A new entrant into the sparkling wine derby is Great Western California Champagne Grande Cuvee. The wines sold under this brand are aimed at hitting a price in the market above some of the lower-end Spanish sparklers and below the level of most California premium wines.

The interesting fact here is that Great Western is the same name that has been used by the New York-based winery that once was one of the nation's top sellers of sparkling wine.

Great Western Champagne, in its heyday in the 1960s and early 1970s, sold more than 850,000 cases of sparkling wine, all of it produced in New York from locally raised grapes. The wines were not typical of French Champagne, but sold for much less.

Vintners International, which acquired Great Western as well as a number of other brands and properties from Seagram in 1986, saw a niche in the sparkling wine market that wasn't occupied by many bubblies: the $8.75 price point. So it produced a French-method sparkling wine from Monterey County grapes, aged the wine 18 months in the bottle during the second fermentation and test-marketed it under the La Cresta label.

However, that test market failed because the name meant nothing to most consumers, said a spokesman for the company, so Great Western was selected as the name for the brand.

There are two wines under the program, a Blanc de Blancs made from 77% Pinot Blanc and 23% Chardonnay, and a Blanc de Noirs, which is 75% Pinot Noir with the balance white grapes.
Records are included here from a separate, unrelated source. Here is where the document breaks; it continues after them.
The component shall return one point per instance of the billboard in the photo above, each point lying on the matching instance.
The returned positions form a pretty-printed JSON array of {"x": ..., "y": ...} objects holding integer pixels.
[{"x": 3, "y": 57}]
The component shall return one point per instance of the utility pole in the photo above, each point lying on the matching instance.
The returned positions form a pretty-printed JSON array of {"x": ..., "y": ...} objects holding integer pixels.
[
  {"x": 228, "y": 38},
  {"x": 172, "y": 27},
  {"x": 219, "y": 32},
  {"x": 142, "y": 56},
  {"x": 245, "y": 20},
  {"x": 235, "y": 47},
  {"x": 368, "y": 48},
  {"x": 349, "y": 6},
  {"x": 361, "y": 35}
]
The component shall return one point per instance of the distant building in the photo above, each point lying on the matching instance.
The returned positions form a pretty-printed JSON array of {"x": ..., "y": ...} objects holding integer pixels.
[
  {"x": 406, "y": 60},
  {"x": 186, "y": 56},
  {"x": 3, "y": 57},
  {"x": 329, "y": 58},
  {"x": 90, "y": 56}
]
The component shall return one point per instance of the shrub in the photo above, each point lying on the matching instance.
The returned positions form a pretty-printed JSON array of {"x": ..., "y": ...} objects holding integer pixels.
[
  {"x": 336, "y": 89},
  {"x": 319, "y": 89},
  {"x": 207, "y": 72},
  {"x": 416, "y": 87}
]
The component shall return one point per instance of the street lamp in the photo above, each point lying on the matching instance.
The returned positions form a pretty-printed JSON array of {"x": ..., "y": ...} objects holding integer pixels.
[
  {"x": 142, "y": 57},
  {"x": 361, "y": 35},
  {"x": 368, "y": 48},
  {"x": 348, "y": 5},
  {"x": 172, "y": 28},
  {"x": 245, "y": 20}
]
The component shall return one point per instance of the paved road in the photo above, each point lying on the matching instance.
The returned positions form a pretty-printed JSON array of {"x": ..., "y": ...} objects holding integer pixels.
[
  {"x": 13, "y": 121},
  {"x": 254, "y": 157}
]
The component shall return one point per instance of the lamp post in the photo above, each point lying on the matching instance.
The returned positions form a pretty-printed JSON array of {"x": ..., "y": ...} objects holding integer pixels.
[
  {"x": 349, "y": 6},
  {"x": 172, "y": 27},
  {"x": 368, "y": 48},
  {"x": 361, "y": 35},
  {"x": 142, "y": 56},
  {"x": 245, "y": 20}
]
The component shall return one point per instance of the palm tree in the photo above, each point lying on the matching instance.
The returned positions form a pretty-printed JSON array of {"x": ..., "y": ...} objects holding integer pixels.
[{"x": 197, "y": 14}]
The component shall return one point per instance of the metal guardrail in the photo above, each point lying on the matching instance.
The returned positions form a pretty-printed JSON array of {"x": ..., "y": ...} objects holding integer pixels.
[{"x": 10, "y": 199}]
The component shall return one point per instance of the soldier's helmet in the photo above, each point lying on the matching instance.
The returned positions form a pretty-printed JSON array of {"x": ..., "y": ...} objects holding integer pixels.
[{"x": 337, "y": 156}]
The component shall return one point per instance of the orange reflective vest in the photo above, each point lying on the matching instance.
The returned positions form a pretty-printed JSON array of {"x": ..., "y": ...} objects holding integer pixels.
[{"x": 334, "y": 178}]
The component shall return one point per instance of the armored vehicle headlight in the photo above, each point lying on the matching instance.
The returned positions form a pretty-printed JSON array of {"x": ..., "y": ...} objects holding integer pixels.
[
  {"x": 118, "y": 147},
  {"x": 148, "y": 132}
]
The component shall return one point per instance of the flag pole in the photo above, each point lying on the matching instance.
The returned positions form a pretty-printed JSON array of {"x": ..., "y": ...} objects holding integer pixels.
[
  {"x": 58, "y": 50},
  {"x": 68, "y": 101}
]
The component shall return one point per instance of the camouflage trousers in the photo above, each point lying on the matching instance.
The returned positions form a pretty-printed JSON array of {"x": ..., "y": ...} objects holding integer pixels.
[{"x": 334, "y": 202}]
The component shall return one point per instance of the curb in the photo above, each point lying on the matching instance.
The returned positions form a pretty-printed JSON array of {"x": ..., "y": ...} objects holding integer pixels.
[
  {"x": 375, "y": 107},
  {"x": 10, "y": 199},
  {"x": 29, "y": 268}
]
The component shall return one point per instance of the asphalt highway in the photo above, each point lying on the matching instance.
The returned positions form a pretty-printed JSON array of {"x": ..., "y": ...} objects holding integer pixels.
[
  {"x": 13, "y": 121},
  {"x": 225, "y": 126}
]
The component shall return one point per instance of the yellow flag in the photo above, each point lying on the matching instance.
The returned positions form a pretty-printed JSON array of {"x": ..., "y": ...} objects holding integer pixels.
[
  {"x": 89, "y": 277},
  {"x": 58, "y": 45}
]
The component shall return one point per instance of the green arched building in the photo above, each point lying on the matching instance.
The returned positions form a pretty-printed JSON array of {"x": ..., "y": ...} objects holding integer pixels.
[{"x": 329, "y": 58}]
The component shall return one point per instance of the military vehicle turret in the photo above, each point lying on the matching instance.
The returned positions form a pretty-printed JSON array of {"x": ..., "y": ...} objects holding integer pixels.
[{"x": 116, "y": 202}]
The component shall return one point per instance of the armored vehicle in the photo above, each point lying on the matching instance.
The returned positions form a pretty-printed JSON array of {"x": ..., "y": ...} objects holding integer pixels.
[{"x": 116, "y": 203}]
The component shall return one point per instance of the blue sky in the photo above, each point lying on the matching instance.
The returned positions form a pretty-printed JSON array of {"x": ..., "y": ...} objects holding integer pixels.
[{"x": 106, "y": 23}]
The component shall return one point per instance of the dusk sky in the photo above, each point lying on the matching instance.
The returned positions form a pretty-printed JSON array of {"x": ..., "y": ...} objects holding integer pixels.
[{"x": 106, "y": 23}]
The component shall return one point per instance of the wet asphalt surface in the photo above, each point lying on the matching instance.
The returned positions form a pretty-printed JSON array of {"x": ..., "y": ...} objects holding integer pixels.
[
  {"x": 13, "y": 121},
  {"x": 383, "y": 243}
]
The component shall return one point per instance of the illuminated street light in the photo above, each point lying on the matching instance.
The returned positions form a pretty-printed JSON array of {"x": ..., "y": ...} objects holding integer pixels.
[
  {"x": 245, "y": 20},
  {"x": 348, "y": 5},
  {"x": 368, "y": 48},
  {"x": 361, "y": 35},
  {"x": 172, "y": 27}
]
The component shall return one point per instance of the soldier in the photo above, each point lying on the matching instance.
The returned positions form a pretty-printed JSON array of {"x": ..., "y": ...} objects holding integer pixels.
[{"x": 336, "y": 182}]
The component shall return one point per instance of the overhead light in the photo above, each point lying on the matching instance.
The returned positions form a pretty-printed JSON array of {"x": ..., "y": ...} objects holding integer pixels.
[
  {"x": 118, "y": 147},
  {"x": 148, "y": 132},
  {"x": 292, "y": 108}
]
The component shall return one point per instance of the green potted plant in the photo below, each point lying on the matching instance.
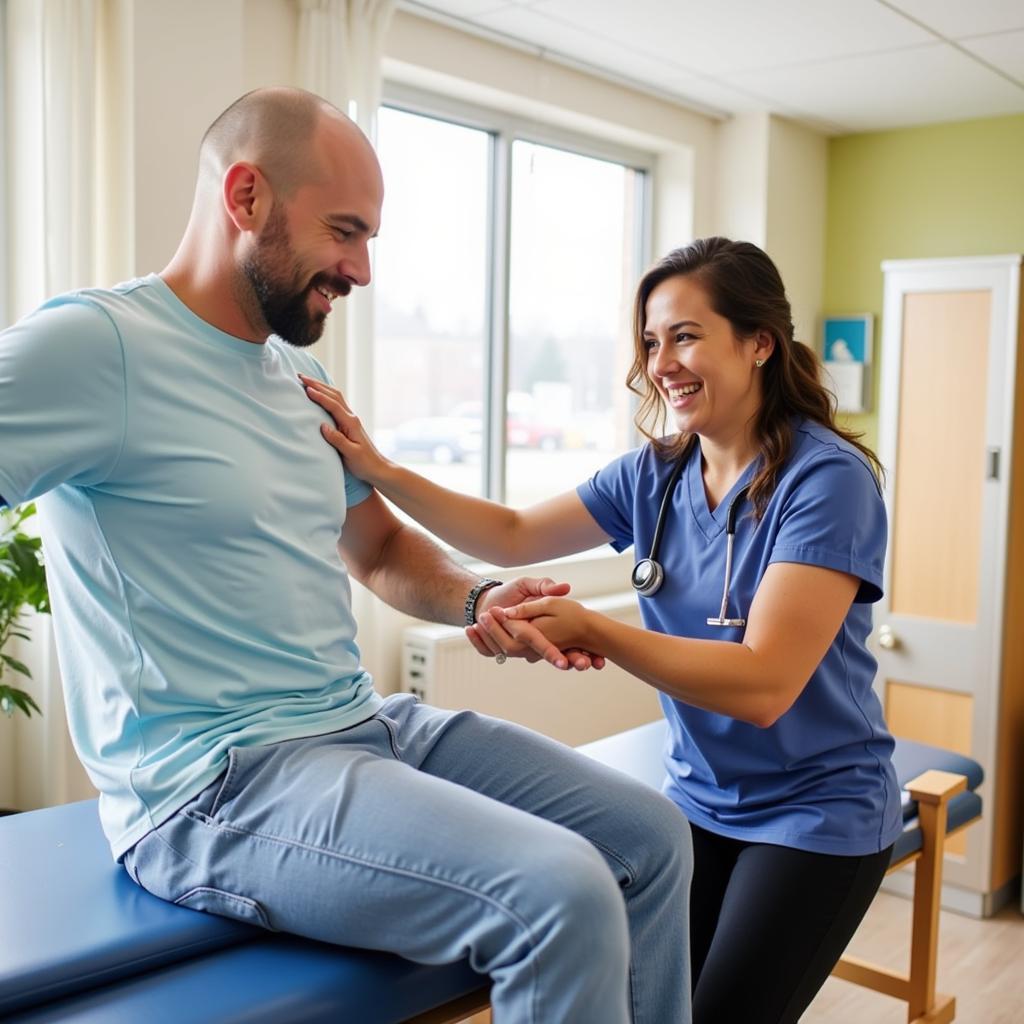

Grapes for the wines were grown in Monterey County.

The wines are good examples of lighter-styled sparkling wines--clean and typical of methode champenoise wines, with good balancing acidity so they are not sweet.

In most major markets, the wines will retail for less than the suggested price of $8.75 and may be seen in many locations at $7 or less.

Great Western New York sparkling wines are still being marketed and a Blanc de Blancs (all Chardonnay) and a Pinot-based Blanc de Noirs are both $12.50.